I'm really not okay with it - I can see the comical side sometimes but when you have two people walking very slowly in front of you, both talking in their cell phones, or talking closely between themselves while sms'ing or gaming, and becoming almost incommunicado, that's not fun. When people use their phones in the street they often change the way they move: they hunch over, they shut off contact with the outside that's around them in this spot, they move towards the centre of walkways or alleys and in doing so they block them for anyone coming up behind them or meeting them (because their gestures are still big and they tend to saunter from side to side in the middle of the path, so you can't get by safely without securing in a heavy-handed way that you've been noticed). In short, they'll create a bubble much thicker than you would need for carrying on conversation, and kind of clog up the flow of people.. And just don't get me started on people who spend lots of time talking handsfree, so that from just a few metres distance it's often impossible to know if their ears are plugged to the phone, and if they would hear you saying "excuse me!" or "hey there!" Someone put it that advanced cell phones makes us act less like citizens, less concerned with a public space or public outreach, and this seems too true sometimes.

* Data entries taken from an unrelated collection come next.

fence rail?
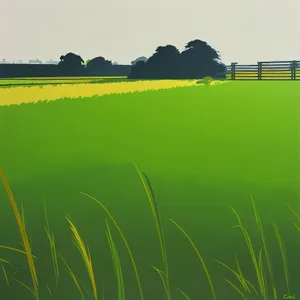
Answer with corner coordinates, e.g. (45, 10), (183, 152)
(226, 60), (300, 80)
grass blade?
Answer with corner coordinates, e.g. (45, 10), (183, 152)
(44, 199), (59, 288)
(167, 218), (216, 299)
(105, 219), (125, 300)
(13, 278), (35, 296)
(1, 262), (9, 286)
(132, 162), (171, 300)
(0, 168), (39, 300)
(215, 259), (258, 295)
(58, 253), (84, 300)
(81, 192), (144, 300)
(224, 278), (247, 300)
(176, 288), (190, 300)
(150, 265), (168, 297)
(66, 217), (98, 300)
(0, 245), (37, 259)
(273, 224), (290, 295)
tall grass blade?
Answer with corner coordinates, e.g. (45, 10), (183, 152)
(231, 207), (264, 295)
(273, 224), (290, 295)
(250, 194), (260, 232)
(251, 194), (277, 300)
(66, 217), (98, 300)
(176, 288), (191, 300)
(46, 284), (52, 297)
(258, 249), (267, 300)
(44, 199), (59, 288)
(150, 265), (168, 297)
(13, 278), (35, 296)
(167, 218), (216, 299)
(81, 192), (144, 300)
(288, 205), (300, 221)
(132, 162), (171, 300)
(1, 264), (9, 286)
(0, 168), (39, 300)
(234, 255), (251, 294)
(58, 253), (84, 300)
(0, 245), (37, 259)
(215, 259), (259, 295)
(105, 219), (125, 300)
(224, 278), (247, 300)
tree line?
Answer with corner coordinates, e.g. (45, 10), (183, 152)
(0, 39), (226, 79)
(58, 39), (226, 79)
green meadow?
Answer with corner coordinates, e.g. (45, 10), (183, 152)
(0, 81), (300, 300)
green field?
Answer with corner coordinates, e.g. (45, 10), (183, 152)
(0, 81), (300, 300)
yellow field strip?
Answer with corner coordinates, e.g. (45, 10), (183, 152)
(0, 80), (197, 105)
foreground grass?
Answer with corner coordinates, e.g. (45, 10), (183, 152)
(0, 163), (300, 300)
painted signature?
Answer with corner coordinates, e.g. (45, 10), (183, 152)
(283, 294), (296, 300)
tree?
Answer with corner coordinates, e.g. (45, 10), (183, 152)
(127, 60), (147, 79)
(128, 45), (181, 79)
(181, 40), (224, 78)
(131, 56), (148, 66)
(86, 56), (112, 75)
(58, 52), (84, 75)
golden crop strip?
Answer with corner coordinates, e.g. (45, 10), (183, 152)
(0, 80), (196, 105)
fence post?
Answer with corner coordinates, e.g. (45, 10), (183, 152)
(231, 63), (237, 80)
(291, 60), (297, 80)
(257, 62), (262, 80)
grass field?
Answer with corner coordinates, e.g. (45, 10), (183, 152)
(0, 81), (300, 300)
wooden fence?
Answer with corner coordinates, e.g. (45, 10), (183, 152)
(226, 60), (300, 80)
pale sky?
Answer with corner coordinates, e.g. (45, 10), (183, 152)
(0, 0), (300, 64)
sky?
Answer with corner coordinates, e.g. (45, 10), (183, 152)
(0, 0), (300, 64)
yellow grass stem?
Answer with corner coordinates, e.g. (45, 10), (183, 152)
(167, 218), (217, 299)
(44, 199), (59, 288)
(81, 192), (144, 300)
(0, 259), (9, 285)
(176, 288), (190, 300)
(58, 253), (84, 300)
(0, 168), (39, 300)
(66, 217), (98, 300)
(13, 278), (35, 296)
(0, 245), (37, 259)
(105, 219), (125, 300)
(224, 278), (247, 300)
(215, 259), (258, 295)
(250, 194), (277, 300)
(273, 224), (290, 295)
(150, 265), (168, 297)
(46, 284), (52, 297)
(231, 207), (265, 295)
(132, 162), (171, 300)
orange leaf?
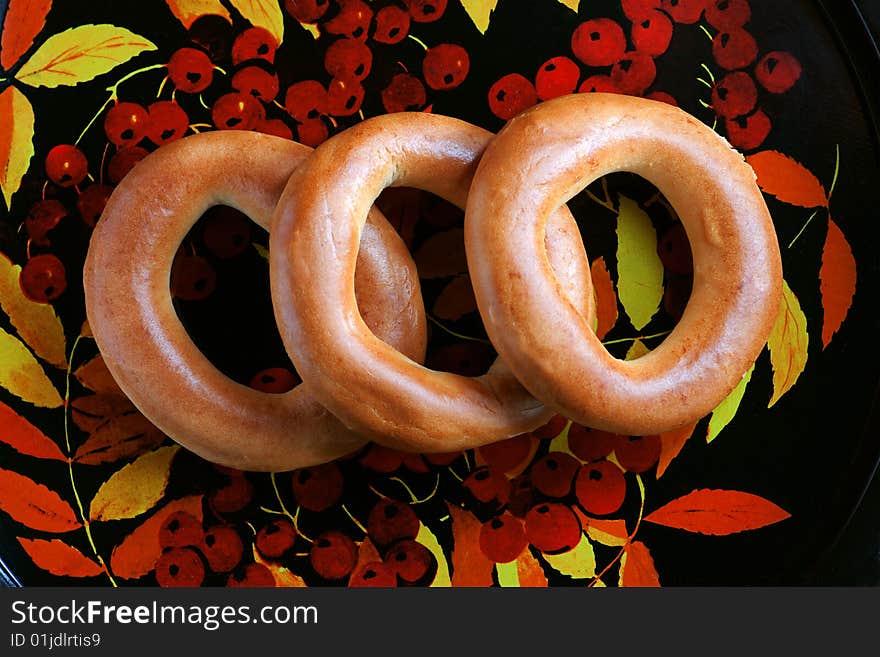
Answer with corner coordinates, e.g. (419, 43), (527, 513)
(110, 495), (202, 579)
(0, 402), (67, 461)
(590, 258), (617, 340)
(620, 541), (660, 588)
(18, 537), (104, 577)
(0, 0), (52, 71)
(819, 219), (856, 349)
(645, 489), (791, 536)
(0, 470), (82, 534)
(447, 504), (495, 587)
(746, 151), (828, 208)
(657, 423), (697, 479)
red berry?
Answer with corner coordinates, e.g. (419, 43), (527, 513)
(46, 144), (89, 187)
(712, 30), (758, 71)
(611, 52), (657, 96)
(24, 199), (67, 246)
(18, 253), (67, 303)
(422, 43), (471, 89)
(146, 100), (189, 146)
(530, 452), (580, 498)
(755, 50), (801, 94)
(571, 18), (626, 66)
(156, 548), (205, 587)
(293, 462), (345, 511)
(254, 518), (297, 559)
(159, 511), (205, 549)
(568, 424), (615, 461)
(309, 531), (357, 579)
(367, 500), (421, 545)
(373, 5), (410, 44)
(168, 48), (214, 93)
(107, 146), (149, 185)
(284, 80), (327, 123)
(403, 0), (446, 23)
(248, 367), (300, 394)
(104, 103), (149, 146)
(480, 513), (529, 563)
(535, 57), (581, 100)
(489, 73), (538, 121)
(574, 461), (626, 516)
(614, 436), (660, 473)
(526, 502), (581, 554)
(706, 0), (752, 32)
(382, 73), (427, 114)
(724, 108), (773, 151)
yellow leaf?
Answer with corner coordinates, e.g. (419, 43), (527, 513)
(617, 196), (663, 330)
(0, 329), (63, 408)
(461, 0), (498, 34)
(230, 0), (284, 43)
(0, 253), (67, 367)
(767, 281), (809, 408)
(15, 25), (156, 87)
(89, 445), (180, 520)
(165, 0), (231, 29)
(0, 87), (34, 208)
(544, 535), (596, 579)
(706, 365), (755, 443)
(416, 524), (452, 587)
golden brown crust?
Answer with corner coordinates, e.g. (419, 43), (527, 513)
(84, 131), (427, 471)
(270, 113), (595, 451)
(465, 94), (782, 435)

Libraries, concert halls/arenas/theatres, movie theatres and schools should absolutely have a strict recommendation (sometimes a downright order) to have cell phones turned off. same for parts of trains,and for airplanes in general. I don't buy it that kids need to have their cell phones - or still worse, ipads -  on all day in school, and someone whose phone starts cuckooing in a concert hall is disrupting the event everybody there has paid to come see.